Tuesday, Oct. 4, 2011
Gaining momentum by helping others: College of Business Administration social entrepreneurship emphasis draws interest
MANHATTAN -- On college campuses across the nation, students can be seen wearing shoes by a brand that promises to give a pair of shoes to children in need. TOMS Shoes, a for-profit company, has captured customers with its social model. The same can be said about Kansas State University's Center for the Advancement of Entrepreneurship's growth: Its emphasis on social entrepreneurship has garnered interest from students across the K-State campus.
"Social entrepreneurship is really growing and it's because the students are so interested. They get really excited when they learn of simple ideas that turn into amazing success stories, such as TOMS Shoes," said Chad Jackson, associate director of the Center for the Advancement of Entrepreneurship. "The focus is on what the entity can do to benefit others, not just making a profit. A business does not automatically have to be a nonprofit organization to address issues of hunger, clean water and homelessness."

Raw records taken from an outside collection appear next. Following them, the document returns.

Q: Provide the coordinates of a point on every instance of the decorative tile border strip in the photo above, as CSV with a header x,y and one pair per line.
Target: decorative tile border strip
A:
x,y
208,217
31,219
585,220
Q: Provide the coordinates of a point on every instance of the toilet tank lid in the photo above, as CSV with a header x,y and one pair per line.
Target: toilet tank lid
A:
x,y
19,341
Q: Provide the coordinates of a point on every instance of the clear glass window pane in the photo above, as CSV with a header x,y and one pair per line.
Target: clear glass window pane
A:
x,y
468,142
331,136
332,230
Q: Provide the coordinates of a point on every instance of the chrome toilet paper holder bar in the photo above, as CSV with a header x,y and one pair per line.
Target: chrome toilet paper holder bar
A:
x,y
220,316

The center offers an entrepreneurship major through the K-State College of Business Administration, as well as an annual, campuswide entrepreneurship competition, The NEXT Big Thing, which has a social entrepreneurship division.
On Monday, Oct. 10, the center will offer a workshop on social entrepreneurship to introduce more students to this area of business. The workshop will be at 3:30 p.m. in the Little Theater at the K-State Student Union and is open to all students.
"Social entrepreneurship is, I feel, getting to the root of what business is and should be about -- helping others," says Hannah Rodlund, a senior majoring in entrepreneurship and marketing and pursuing minors in leadership studies and economics. "I am really excited about all the social entrepreneurship opportunities that Chad is working hard to bring to K-State. Even students who are not entrepreneurship or business majors will be able to get something out of the speakers, classes and programs dealing with social entrepreneurship."
Courses offered in the College of Business Administration include Introduction to New Venture Creation, which examines the entrepreneurial process and focuses on business start-up. Specific topics covered include new venture planning, marketing, financing and management. The course serves as a strong foundation for those aspiring to own and operate their own business as well as a real-world heads-up course for students who acknowledge that their future in business could very well benefit from examining projects in an entrepreneurial way, whether it is a traditional venture or one with a social component.
Although housed in the College of Business Administration, the Center for the Advancement of Entrepreneurship partners with colleges across campus. The service learning program in the School of Leadership Studies gives K-State students the opportunity to directly improve the lives of those in greatest need, such as the Children and Youth Empowerment Centre, which provides sustainable solutions for street dwelling youth in Kenya.
While the Kenyan center provides a variety of programs to support, the K-State entrepreneurship program is directly involved with the creation of an entrepreneurship education initiative for the youth as well as developing methods to market and sell the products created through the youth enterprises.
"Just as an entrepreneur identifies opportunities to create value and make a profit, a social entrepreneur looks to do the same but by addressing key social issues at the same time," Jackson said.